British Cycling have said the government should not miss a “blindingly obvious” opportunity to promote cycling and reap its economic and health benefits. Today, chancellor George Osborne announced a nine percent cut in the Department for Transport’s operating budget for 2015/16.
British Cycling’s director of policy and legal affairs, Martin Gibbssaid, said: “In an age where petrol prices are high, the roads are clogged with cars and the obesity epidemic continues, there is distinct need for more sustainable transport options as a way to create more pleasant, healthy towns and cities.”
Gibbs said the DfT were presented with “a blindingly obvious opportunity to prioritise cycling and reassess where the roads budget is going”. But while the department’s operating budget will be cut, the government have promised to invest billions building new roads and railways to stimulate the national economy. Plans for how £100bn will be spent on new infrastructure projects will be unveiled tomorrow.
Gibbs said any new developments must cater for cyclists’ needs from the start. “It is essential that all new roads and infrastructure are built with cycling designed in at the outset.
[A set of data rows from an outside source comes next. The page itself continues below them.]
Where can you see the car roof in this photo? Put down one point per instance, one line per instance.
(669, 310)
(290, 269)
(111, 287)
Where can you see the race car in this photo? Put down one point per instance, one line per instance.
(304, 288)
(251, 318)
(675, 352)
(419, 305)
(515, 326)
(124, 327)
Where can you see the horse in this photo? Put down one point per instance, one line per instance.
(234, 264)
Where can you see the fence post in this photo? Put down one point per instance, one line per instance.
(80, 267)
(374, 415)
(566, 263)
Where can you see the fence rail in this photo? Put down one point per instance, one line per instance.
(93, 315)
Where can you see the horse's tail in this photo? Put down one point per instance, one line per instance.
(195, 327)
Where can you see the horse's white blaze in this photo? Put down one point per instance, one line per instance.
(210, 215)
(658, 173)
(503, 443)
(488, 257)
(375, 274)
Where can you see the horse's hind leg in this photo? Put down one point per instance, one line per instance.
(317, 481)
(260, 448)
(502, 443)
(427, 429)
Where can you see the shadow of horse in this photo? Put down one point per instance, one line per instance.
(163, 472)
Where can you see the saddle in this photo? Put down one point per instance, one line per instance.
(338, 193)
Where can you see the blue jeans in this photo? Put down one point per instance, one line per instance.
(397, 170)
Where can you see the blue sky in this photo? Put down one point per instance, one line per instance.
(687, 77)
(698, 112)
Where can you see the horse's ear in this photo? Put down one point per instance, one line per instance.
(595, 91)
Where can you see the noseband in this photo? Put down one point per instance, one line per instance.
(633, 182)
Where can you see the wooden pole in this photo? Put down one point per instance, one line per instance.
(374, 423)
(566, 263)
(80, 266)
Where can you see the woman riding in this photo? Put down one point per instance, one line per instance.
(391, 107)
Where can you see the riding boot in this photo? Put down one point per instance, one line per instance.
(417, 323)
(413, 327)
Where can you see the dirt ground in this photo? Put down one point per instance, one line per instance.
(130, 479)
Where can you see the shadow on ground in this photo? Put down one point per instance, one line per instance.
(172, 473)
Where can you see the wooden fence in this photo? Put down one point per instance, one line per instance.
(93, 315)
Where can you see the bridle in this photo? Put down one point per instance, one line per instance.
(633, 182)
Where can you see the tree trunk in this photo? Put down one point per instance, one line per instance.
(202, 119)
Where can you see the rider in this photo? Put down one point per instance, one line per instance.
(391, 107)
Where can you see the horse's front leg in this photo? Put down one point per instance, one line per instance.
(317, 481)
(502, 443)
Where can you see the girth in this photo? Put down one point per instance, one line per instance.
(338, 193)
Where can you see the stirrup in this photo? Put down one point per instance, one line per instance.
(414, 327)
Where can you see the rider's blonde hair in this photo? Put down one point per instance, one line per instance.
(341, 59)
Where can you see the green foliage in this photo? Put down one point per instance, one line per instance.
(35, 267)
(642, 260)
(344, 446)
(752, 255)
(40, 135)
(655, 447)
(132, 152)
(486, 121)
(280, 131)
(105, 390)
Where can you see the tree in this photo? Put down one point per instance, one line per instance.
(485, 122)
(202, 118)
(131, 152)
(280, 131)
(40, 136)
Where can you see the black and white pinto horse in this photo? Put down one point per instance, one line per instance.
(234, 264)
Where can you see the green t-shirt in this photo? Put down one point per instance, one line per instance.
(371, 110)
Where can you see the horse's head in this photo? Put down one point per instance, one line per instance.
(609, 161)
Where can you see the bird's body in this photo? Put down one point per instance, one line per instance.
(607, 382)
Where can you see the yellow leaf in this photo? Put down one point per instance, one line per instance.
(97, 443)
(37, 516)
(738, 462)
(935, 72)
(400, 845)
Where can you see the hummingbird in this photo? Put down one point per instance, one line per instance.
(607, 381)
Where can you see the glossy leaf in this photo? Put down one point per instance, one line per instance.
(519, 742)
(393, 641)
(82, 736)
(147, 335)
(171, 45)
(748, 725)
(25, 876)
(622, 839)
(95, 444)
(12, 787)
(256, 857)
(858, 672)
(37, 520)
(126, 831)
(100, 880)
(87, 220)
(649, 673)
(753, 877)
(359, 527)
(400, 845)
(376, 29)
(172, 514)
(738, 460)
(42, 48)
We’re still not doing this.”
In the aftermath of the chancellor’s spending review speech to parliament, walking and cycling charity Sustrans added that investment in roads is not the way to economic recovery.
The charity’s policy director, Jason Torrance, said: “Investment in infrastructure is key to stimulating the UK’s economy, but the government is mistaken if it thinks large scale investment in new roads is anything but a drain on the taxpayer.
“Investing in infrastructure that prioritises walking, cycling and public transport and takes the two-thirds of journeys under five miles off our roads would transform local economies and increase people’s travel choices.”